沖縄から軽井沢に向かった。
Farm to Table 2018 第三回になるこのイベントに参加した。
今回は、軽井沢のレストランを中心に、10人の料理人が10皿の料理を作る。
食材はすべて信州、ペアリングのワインや日本酒も信州で、生産者の方も一緒に食べた。
冬の足音に耳を澄まし、森の息吹を味わい、肥沃な大地の暖かさを感じ、清流の香りを嗅ぐ。
皿が進むごとに、滋養が満ち、浄化されていく。
小谷野豚は、生ハムとなって熟成し、岩茸やリコボウが精気を放つ。
ニオイコブシは、茶葉のような精錬された香りを漂わせ、信州サーモンは野沢菜の香りを自らの体に溶け込ませて、食べた人間を川の中へ誘い込む。
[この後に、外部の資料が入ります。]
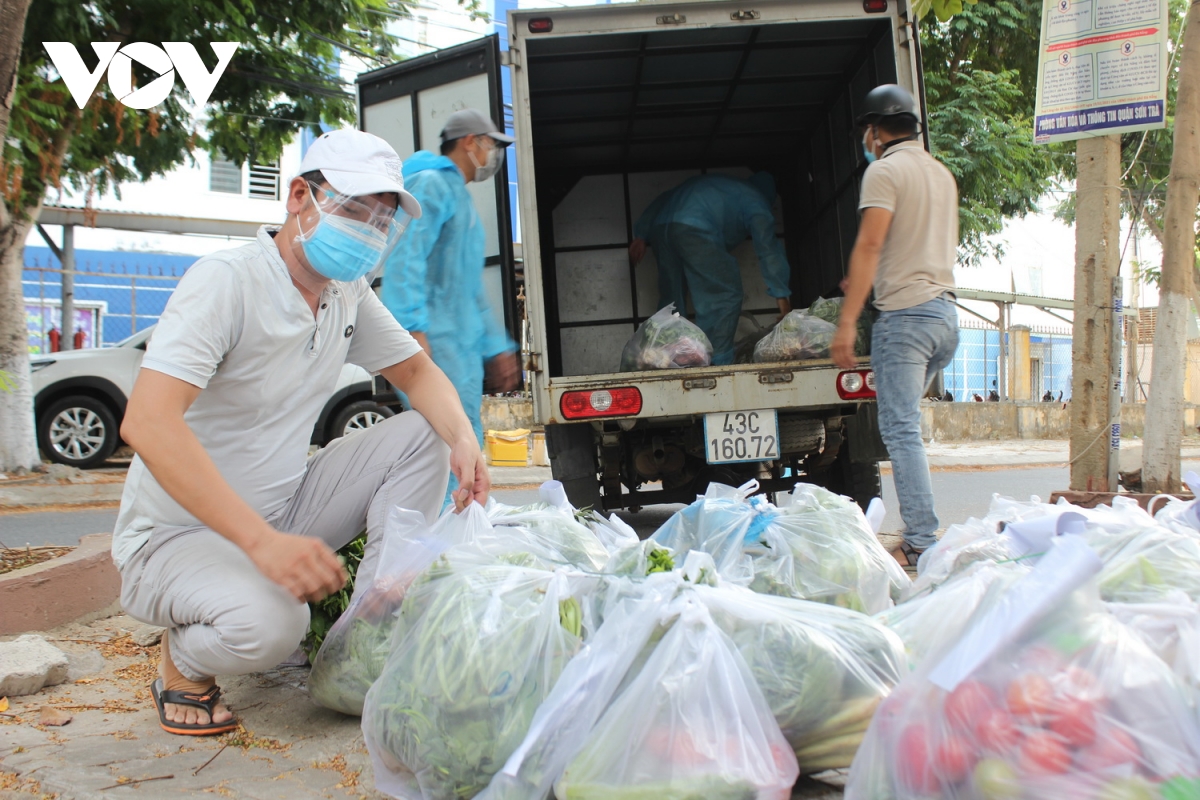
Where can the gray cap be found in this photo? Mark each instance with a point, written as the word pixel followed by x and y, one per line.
pixel 468 121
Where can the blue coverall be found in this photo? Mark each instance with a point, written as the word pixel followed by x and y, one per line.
pixel 693 228
pixel 433 281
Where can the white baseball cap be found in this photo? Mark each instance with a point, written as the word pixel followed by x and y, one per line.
pixel 355 163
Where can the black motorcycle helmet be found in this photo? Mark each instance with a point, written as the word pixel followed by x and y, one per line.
pixel 888 100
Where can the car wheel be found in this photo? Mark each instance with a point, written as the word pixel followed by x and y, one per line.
pixel 78 431
pixel 357 416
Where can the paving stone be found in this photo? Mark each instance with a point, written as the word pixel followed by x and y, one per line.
pixel 147 636
pixel 28 663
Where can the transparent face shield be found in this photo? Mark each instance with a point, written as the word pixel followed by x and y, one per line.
pixel 348 236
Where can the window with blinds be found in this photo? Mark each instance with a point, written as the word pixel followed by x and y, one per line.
pixel 264 181
pixel 225 176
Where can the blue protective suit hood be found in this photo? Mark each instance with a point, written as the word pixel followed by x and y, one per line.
pixel 433 280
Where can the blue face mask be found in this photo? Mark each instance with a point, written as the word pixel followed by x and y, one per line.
pixel 341 248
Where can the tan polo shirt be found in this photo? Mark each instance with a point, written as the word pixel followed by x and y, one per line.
pixel 917 263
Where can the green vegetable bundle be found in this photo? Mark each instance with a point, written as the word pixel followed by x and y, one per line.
pixel 823 671
pixel 798 336
pixel 829 310
pixel 666 341
pixel 475 651
pixel 689 723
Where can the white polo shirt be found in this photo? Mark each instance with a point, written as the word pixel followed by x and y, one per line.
pixel 239 329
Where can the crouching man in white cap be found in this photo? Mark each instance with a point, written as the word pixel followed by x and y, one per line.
pixel 225 531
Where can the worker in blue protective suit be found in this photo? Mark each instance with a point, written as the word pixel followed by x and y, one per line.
pixel 433 278
pixel 693 228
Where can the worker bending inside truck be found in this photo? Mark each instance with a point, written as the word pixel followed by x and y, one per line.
pixel 906 247
pixel 691 229
pixel 227 529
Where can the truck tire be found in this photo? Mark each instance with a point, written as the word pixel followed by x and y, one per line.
pixel 573 462
pixel 858 481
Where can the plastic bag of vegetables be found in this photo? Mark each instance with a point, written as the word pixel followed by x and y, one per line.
pixel 475 651
pixel 355 648
pixel 666 341
pixel 1171 629
pixel 822 671
pixel 796 337
pixel 819 546
pixel 829 310
pixel 930 621
pixel 1044 696
pixel 690 725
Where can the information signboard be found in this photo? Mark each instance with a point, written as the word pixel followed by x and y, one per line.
pixel 1102 68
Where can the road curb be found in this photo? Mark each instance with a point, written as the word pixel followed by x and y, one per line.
pixel 78 587
pixel 47 494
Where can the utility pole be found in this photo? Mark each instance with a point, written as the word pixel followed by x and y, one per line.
pixel 1096 352
pixel 67 288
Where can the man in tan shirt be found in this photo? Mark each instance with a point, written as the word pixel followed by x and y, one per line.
pixel 906 246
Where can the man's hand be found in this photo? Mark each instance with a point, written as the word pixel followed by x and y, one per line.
pixel 503 373
pixel 467 464
pixel 637 251
pixel 843 349
pixel 304 565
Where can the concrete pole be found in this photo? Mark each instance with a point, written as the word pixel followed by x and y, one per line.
pixel 67 341
pixel 1097 264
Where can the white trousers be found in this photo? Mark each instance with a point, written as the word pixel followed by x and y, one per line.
pixel 222 614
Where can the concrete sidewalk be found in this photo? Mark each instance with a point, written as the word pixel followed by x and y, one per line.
pixel 288 749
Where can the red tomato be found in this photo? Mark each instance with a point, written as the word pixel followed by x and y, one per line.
pixel 997 732
pixel 1113 747
pixel 969 703
pixel 1044 753
pixel 953 759
pixel 913 768
pixel 1074 721
pixel 1031 698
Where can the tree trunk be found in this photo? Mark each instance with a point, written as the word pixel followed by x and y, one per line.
pixel 18 444
pixel 1164 409
pixel 12 31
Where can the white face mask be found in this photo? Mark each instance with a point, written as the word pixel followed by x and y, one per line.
pixel 489 168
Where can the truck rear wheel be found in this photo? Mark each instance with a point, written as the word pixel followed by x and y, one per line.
pixel 573 462
pixel 858 481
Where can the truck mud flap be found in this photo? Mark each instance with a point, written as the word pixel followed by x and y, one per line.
pixel 863 431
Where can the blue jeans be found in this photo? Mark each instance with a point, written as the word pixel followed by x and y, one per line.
pixel 909 347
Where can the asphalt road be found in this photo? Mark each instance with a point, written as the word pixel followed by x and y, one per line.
pixel 958 495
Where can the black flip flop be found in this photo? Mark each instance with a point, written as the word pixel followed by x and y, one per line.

シェーブルとシャルドネは共鳴し合いながら溶け込み、南高梅の葉っぱを嗅ぎながら飲む天然キノコのスープは、精神を清める。
パイの中で、カブは自らの命を爆発させ、チョウザメは、淡い滋味を膨らましながら、肝や軟骨の魅力も伝えくる。
地鶏の真田丸は、体に溜め込んだ旨味のエキスで舌を包み込み、信州の鹿は、心を癒す黒文字の香りを伴いながら、猛々しい鉄分の滋味で心を鼓舞する。
ローズマリーを積んだ時の香りが弾けるジェラートで目を覚まさせ、紅玉の力強い甘酸っぱさが、顔がほころぶ。
「なぜ俺は、この場所でこれを食べるのかを考えるのが料理だと思うんです」。
と、職人館の北沢正和さんがいう意味が、ここでは生まれていた。
一皿一皿の中に、時間と空間が、たっぷりと詰まっている。
そして、食材への愛が深い料理は、人間の気を向上させることを知った。